Photo Caption: Senator Murray Sinclair, with his granddaughter on the day the former Chairman of the Truth and Reconciliation Commission released its Calls to Action in June 2015. He is shown with the two other commissioners Chief Wilton Littlechild and Marie Wilson. (Canadian Catholic News)

As an anti-spanking bill winds through the Senate, Cardus Family warns passing it could do “more harm than good” and still fail to prevent child abuse.

Bill S-206, introduced in December 2015 by Senator Céline Hervieux-Payette, would remove Criminal Code Section 43, which allows parents and teachers to use “reasonable force” when disciplining children in their care.

“The main problem of repealing section 43 is the use of state coercion to tell parents how to parent,” says Cardus Family in a Jan. 26 publication.

Sen. Hervieux-Payette has since retired, so former Truth and Reconciliation Commission  Chair Senator Murray Sinclair is shepherding the bill, now at second reading, through the Senate.

The physical abuse many Indigenous children suffered in the Indian Residential Schools prompted the TRC to call for the repeal of Section 43 in one of its 94 Calls to Action that Prime Minister Trudeau has promised to implement.

In “Parental Discipline: The Case for Keeping Section 43,” Cardus Family said the abuse experienced by First Nations children “would be clearly illegal even with Section 43.” The abuse started with forcibly removing the children from their homes, Cardus Family argues. “This abuse stemmed from interference with parents, just as repealing Section 43 likewise interferes in the lives of parents.”
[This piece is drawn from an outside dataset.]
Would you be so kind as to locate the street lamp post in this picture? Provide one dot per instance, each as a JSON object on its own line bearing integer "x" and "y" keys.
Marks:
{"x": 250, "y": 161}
In a review of countries where bans on force are in place, Cardus Family found “children have been removed from their homes unnecessarily.”

“The removal of Section 43 will put good parents at risk of criminal sanction and will not help protect children from abuse,” the study says.

“Spanking bans are not an example of evidence-based policy making,” said Andrea Mrozek, program director for Cardus Family. “Repealing Section 43 would give the government another opportunity to intrude into the homes and lives of loving parents seeking to discipline their children reasonably.”

The report shows many of the studies linking spanking to harm fail to distinguish between “spanking used appropriately and abuse.”

Since Sweden banned reasonable force in 1979, criminal assaults by and against minors have “sky-rocketed in Swedish criminal statistics,” and children under seven have experienced an increase in child abuse 21 times higher than previously, the study says. In Sweden minor-against-minor violence is up 23 times higher than just after the ban.

Cardus Family points out fewer parents in Canada are opting for spanking when disciplining their children.

The think tank is not advocating spanking as the only tool in a parent’s disciplinary toolbox. “Those in favour of the limited use of reasonable force do indeed mean limited and are against not only abuse but also the overly frequent use of reasonable force,” the study says.

“Parents struggling to cope with defiant young children, at danger of hurting themselves, who use one or two swats on the bottom should know there is no compelling research to suggest this is harmful,” the study says. “Parents need to be able to decide how they are going to discipline their children, and this may not include the use of reasonable force, but it may.”